Possibly, but most excuses are legitimate for at least the person complaining. NIMBY is by no means a scientific term, it mearly lumps people together who tend to think of their self interests over the "public good" regardless of the project. Some of these people in the past have done some good (ie. killling the Crosstown Expressway that would have obliverated South Street in Philly in the 70's), but a sad majority are only out to derail something that would have a much greater benefit for all than the detriment for a few (if any).. I'm sure each of us in our own way could be a NIMBY if the wrong issue came along at the wrong time..

  by RussNelson
 
CAVES == Citizens Against Virtually Everything.
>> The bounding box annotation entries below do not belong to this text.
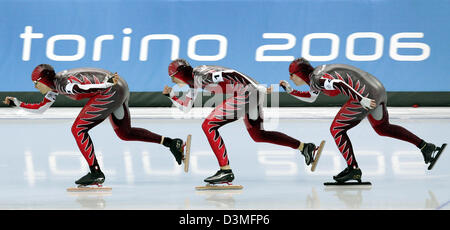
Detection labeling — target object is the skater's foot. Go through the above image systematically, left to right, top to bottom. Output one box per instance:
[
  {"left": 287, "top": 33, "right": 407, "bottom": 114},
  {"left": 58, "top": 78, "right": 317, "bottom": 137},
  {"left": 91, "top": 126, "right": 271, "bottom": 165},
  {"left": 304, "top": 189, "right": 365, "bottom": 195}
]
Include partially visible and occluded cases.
[
  {"left": 169, "top": 138, "right": 184, "bottom": 165},
  {"left": 420, "top": 142, "right": 436, "bottom": 164},
  {"left": 301, "top": 143, "right": 316, "bottom": 165},
  {"left": 333, "top": 166, "right": 362, "bottom": 183},
  {"left": 203, "top": 169, "right": 234, "bottom": 184},
  {"left": 75, "top": 170, "right": 105, "bottom": 186}
]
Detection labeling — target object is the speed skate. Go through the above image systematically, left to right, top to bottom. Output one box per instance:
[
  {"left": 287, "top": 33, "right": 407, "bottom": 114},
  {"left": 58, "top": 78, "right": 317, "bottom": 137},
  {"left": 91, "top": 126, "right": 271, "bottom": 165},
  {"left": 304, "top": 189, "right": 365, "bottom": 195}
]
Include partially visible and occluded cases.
[
  {"left": 183, "top": 134, "right": 192, "bottom": 173},
  {"left": 311, "top": 141, "right": 325, "bottom": 172},
  {"left": 323, "top": 181, "right": 372, "bottom": 187},
  {"left": 195, "top": 183, "right": 244, "bottom": 190},
  {"left": 67, "top": 184, "right": 112, "bottom": 192}
]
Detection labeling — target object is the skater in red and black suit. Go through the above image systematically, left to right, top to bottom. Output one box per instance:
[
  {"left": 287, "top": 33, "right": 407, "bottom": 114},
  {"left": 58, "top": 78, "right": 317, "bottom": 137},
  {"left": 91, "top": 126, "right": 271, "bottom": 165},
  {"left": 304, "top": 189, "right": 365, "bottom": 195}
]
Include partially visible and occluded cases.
[
  {"left": 280, "top": 58, "right": 445, "bottom": 183},
  {"left": 163, "top": 59, "right": 324, "bottom": 184},
  {"left": 4, "top": 64, "right": 188, "bottom": 185}
]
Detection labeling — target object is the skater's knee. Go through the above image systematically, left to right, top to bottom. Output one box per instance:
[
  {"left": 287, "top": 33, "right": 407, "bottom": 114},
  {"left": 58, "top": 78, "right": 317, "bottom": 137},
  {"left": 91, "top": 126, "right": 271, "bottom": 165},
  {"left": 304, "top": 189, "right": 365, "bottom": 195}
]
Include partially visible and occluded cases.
[
  {"left": 202, "top": 120, "right": 211, "bottom": 133},
  {"left": 70, "top": 123, "right": 80, "bottom": 137},
  {"left": 373, "top": 123, "right": 389, "bottom": 136},
  {"left": 247, "top": 128, "right": 265, "bottom": 142},
  {"left": 114, "top": 129, "right": 130, "bottom": 141}
]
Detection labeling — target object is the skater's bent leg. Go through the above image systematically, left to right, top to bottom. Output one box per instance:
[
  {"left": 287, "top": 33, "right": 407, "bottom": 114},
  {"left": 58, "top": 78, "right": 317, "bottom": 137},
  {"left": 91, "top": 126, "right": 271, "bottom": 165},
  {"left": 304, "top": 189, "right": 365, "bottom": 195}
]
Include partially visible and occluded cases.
[
  {"left": 71, "top": 98, "right": 110, "bottom": 168},
  {"left": 202, "top": 98, "right": 240, "bottom": 169},
  {"left": 330, "top": 100, "right": 367, "bottom": 168},
  {"left": 110, "top": 103, "right": 163, "bottom": 144},
  {"left": 369, "top": 103, "right": 423, "bottom": 148},
  {"left": 244, "top": 114, "right": 301, "bottom": 149}
]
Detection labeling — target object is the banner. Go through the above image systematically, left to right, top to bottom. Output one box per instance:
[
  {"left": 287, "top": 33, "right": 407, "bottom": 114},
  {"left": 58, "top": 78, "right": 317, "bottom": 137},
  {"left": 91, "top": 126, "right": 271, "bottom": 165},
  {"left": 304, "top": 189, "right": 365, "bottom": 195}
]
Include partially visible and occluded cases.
[{"left": 0, "top": 0, "right": 450, "bottom": 92}]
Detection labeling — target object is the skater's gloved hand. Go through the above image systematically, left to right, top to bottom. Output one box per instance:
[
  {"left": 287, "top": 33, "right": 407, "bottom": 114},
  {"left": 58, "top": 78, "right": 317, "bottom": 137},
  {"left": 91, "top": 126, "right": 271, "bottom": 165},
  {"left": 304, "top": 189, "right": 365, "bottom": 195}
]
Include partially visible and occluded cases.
[
  {"left": 103, "top": 73, "right": 119, "bottom": 87},
  {"left": 280, "top": 80, "right": 294, "bottom": 93},
  {"left": 163, "top": 85, "right": 172, "bottom": 97},
  {"left": 3, "top": 97, "right": 20, "bottom": 106},
  {"left": 359, "top": 97, "right": 377, "bottom": 110}
]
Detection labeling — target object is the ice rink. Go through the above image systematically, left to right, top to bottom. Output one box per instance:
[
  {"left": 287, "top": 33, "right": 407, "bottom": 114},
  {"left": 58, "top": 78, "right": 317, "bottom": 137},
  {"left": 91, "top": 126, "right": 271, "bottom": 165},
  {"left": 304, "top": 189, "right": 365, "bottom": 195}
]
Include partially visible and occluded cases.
[{"left": 0, "top": 108, "right": 450, "bottom": 210}]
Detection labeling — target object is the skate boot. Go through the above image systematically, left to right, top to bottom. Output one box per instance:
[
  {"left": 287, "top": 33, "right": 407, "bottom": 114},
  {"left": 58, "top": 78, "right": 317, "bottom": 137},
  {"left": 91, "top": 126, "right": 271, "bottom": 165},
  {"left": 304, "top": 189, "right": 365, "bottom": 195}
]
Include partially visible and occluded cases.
[
  {"left": 169, "top": 138, "right": 184, "bottom": 165},
  {"left": 420, "top": 141, "right": 447, "bottom": 170},
  {"left": 420, "top": 142, "right": 436, "bottom": 164},
  {"left": 301, "top": 143, "right": 316, "bottom": 165},
  {"left": 333, "top": 166, "right": 362, "bottom": 183},
  {"left": 203, "top": 169, "right": 234, "bottom": 184},
  {"left": 75, "top": 170, "right": 105, "bottom": 186}
]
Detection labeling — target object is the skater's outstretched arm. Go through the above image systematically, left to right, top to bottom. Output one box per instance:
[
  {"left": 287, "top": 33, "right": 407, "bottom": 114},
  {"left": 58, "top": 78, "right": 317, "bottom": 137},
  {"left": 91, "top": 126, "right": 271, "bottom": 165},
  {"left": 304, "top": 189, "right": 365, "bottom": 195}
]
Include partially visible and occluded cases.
[
  {"left": 280, "top": 80, "right": 319, "bottom": 103},
  {"left": 163, "top": 86, "right": 197, "bottom": 113},
  {"left": 3, "top": 91, "right": 58, "bottom": 114}
]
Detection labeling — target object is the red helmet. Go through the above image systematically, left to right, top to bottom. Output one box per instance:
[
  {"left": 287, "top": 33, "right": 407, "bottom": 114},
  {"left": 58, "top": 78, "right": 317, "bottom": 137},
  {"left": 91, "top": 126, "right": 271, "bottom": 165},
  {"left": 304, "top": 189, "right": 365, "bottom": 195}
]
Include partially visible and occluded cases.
[
  {"left": 169, "top": 58, "right": 194, "bottom": 85},
  {"left": 289, "top": 58, "right": 314, "bottom": 84},
  {"left": 31, "top": 64, "right": 55, "bottom": 88}
]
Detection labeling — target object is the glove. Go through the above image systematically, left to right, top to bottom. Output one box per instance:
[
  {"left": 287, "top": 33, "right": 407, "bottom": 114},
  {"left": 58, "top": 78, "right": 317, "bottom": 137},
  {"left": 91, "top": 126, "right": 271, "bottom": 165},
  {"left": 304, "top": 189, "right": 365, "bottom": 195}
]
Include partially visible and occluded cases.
[
  {"left": 280, "top": 80, "right": 294, "bottom": 93},
  {"left": 3, "top": 97, "right": 21, "bottom": 107},
  {"left": 359, "top": 97, "right": 375, "bottom": 110}
]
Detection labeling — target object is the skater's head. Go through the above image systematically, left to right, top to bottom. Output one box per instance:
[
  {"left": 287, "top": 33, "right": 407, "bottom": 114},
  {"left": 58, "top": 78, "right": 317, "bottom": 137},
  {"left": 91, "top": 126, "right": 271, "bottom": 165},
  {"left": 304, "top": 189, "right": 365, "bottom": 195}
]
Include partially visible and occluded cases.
[
  {"left": 169, "top": 58, "right": 194, "bottom": 86},
  {"left": 289, "top": 58, "right": 314, "bottom": 85},
  {"left": 31, "top": 64, "right": 55, "bottom": 94}
]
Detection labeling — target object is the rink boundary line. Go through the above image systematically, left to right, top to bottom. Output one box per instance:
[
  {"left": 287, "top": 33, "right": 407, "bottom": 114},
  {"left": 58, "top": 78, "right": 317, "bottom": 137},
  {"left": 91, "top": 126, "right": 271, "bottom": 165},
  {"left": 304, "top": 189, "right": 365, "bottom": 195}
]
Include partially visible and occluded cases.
[{"left": 0, "top": 107, "right": 450, "bottom": 120}]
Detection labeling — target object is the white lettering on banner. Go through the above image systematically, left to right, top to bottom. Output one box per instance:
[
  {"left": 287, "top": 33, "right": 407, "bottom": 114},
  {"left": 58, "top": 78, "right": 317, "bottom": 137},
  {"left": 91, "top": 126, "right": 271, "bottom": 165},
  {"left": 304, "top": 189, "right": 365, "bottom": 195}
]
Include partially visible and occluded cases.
[
  {"left": 20, "top": 26, "right": 431, "bottom": 62},
  {"left": 20, "top": 26, "right": 44, "bottom": 61},
  {"left": 121, "top": 28, "right": 133, "bottom": 61},
  {"left": 345, "top": 32, "right": 384, "bottom": 61},
  {"left": 255, "top": 33, "right": 296, "bottom": 61},
  {"left": 302, "top": 33, "right": 339, "bottom": 61},
  {"left": 389, "top": 33, "right": 430, "bottom": 61},
  {"left": 46, "top": 34, "right": 86, "bottom": 61},
  {"left": 92, "top": 34, "right": 114, "bottom": 61},
  {"left": 139, "top": 34, "right": 180, "bottom": 61},
  {"left": 187, "top": 34, "right": 228, "bottom": 61}
]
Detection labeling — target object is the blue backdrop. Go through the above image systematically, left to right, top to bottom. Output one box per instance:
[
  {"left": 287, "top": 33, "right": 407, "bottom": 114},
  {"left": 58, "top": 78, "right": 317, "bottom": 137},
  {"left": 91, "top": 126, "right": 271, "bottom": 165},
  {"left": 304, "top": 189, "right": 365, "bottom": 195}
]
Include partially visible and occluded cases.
[{"left": 0, "top": 0, "right": 450, "bottom": 91}]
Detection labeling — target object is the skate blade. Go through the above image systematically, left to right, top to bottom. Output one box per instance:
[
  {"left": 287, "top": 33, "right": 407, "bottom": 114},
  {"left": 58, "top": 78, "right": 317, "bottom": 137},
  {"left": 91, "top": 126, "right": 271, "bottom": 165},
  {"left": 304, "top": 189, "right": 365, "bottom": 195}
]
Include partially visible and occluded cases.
[
  {"left": 183, "top": 134, "right": 192, "bottom": 173},
  {"left": 311, "top": 141, "right": 325, "bottom": 172},
  {"left": 428, "top": 144, "right": 447, "bottom": 170},
  {"left": 323, "top": 181, "right": 372, "bottom": 187},
  {"left": 195, "top": 184, "right": 244, "bottom": 190},
  {"left": 67, "top": 185, "right": 112, "bottom": 192}
]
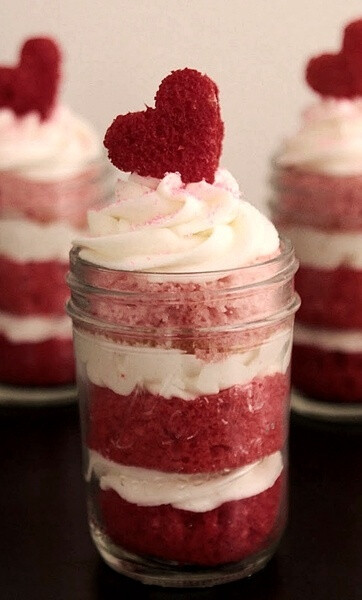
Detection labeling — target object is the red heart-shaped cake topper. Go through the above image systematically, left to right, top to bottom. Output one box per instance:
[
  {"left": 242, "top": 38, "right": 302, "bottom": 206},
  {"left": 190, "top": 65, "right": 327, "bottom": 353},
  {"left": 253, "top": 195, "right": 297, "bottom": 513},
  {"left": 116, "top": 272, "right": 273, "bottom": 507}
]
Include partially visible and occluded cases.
[
  {"left": 306, "top": 19, "right": 362, "bottom": 98},
  {"left": 0, "top": 37, "right": 61, "bottom": 119},
  {"left": 104, "top": 69, "right": 224, "bottom": 183}
]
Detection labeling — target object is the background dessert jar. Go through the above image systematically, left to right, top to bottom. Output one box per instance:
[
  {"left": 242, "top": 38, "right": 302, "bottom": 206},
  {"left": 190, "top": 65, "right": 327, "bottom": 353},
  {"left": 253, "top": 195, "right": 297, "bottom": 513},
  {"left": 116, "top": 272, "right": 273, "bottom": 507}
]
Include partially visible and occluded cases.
[
  {"left": 271, "top": 20, "right": 362, "bottom": 419},
  {"left": 0, "top": 38, "right": 110, "bottom": 404},
  {"left": 68, "top": 69, "right": 299, "bottom": 587}
]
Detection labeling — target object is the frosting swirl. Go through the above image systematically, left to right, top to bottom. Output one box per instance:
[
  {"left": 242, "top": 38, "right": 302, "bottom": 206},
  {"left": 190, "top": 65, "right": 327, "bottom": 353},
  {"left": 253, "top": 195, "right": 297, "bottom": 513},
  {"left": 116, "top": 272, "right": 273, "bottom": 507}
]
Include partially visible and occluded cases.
[
  {"left": 277, "top": 98, "right": 362, "bottom": 177},
  {"left": 0, "top": 106, "right": 101, "bottom": 181},
  {"left": 74, "top": 169, "right": 279, "bottom": 273}
]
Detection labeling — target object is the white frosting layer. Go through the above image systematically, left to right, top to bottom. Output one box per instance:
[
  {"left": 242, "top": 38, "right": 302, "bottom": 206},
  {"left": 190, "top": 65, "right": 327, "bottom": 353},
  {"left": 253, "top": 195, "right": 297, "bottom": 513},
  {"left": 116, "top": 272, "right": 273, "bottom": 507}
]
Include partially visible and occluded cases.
[
  {"left": 278, "top": 98, "right": 362, "bottom": 176},
  {"left": 0, "top": 106, "right": 101, "bottom": 181},
  {"left": 74, "top": 169, "right": 279, "bottom": 273},
  {"left": 0, "top": 219, "right": 81, "bottom": 263},
  {"left": 280, "top": 225, "right": 362, "bottom": 270},
  {"left": 0, "top": 312, "right": 72, "bottom": 344},
  {"left": 294, "top": 323, "right": 362, "bottom": 354},
  {"left": 74, "top": 330, "right": 292, "bottom": 400},
  {"left": 86, "top": 450, "right": 283, "bottom": 512}
]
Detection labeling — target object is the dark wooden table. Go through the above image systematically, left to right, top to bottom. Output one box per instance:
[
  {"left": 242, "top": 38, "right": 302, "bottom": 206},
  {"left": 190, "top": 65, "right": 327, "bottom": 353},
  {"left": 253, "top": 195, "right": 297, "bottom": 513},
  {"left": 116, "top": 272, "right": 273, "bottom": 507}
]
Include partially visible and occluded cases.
[{"left": 0, "top": 406, "right": 362, "bottom": 600}]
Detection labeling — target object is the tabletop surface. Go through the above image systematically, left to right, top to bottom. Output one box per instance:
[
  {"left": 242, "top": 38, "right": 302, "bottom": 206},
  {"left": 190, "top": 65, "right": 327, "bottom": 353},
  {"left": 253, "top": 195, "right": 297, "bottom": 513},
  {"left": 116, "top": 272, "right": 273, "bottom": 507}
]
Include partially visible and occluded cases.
[{"left": 0, "top": 406, "right": 362, "bottom": 600}]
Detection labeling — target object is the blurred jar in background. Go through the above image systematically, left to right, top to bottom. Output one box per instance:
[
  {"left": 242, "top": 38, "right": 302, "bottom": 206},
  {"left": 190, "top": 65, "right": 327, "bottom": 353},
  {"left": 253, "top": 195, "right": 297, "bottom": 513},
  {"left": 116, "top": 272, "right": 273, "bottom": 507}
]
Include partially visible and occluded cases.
[
  {"left": 0, "top": 38, "right": 111, "bottom": 403},
  {"left": 271, "top": 98, "right": 362, "bottom": 419}
]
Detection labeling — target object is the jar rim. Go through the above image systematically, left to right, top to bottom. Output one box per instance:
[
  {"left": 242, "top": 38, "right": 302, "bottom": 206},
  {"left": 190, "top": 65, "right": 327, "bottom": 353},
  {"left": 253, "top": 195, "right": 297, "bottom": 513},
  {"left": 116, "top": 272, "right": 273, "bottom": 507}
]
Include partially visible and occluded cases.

e.g. environmentalists (yeah, they're MENTAL all right) against the second Abo Canyton track: http://www.abocanyon.com/

  by pennsy
 
Hi All,

NIMBYs can create havoc with a project as well. When the Gold Line LRV system went into use in the Los Angeles to Pasadena areas, NIMBYs had a field day. In the area of South Pasadena, Marmion Way, the LRV runs right down the center of the street. So, there are RR crossings, flashing red lights and bells. And a big X sign for the LRV operators for them to ring their bell, or blow their air horns. In this case the residents on both sides of the street got together and protested. Signs went up, No Bells, No Whistles, keep under 20 mph, and several others. Some of the demands were met, and some weren't, but in point of fact they did get some changes. Question now is, how safe is that route at this juncture ??

  by cpontani
 
It doesn't even have to mean backyard. The FAA wants to reorganize the airspace in the Northeast from PHL to NYC in order to better manage said airspace and reduce delays. This means there will be more planes flying over northern Delaware, especially Brandywine Hundred. However, the only time you notice the planes at all is when the ceiling is low...i.e. bad weather. It doesn't happen all the time, but it does happen. The NIMBY's have a field day with this, saying that they need to route all planes over the Delaware River, which just cannot happen for a number of reasons. However, the NIMBY's never complain that they can fly just about anywhere non-stop from PHL, nor do they complain about the constant noise of I-95, or the CSX freight trains, barrelling through their neighborhoods, which I think would make more constant noise than the occasional plane.

  by walt
 
NIMBYism is not a new phenominum. It took the early management of the P&W some effort to defeat the opposition of NIMBYs along the projected Norristown extension's route ( people who didn't want all of those "upstaters" traveling through the Main Line) before that line was built and was able to connect with the LVT. And this was in 1912. NIMBYism is also a part of the reason why the Baltimore Metro is only one line, at present. Anne Arundel County NIMBYs helped stall a projected line running south of Baltimore. While there are sometimes legitimate concerns with new rail line projects, they have to be built in SOMEBODY's backyard, if they're going to be built at all. -----To this NIMBYs will say-- "well then-- just don't build it".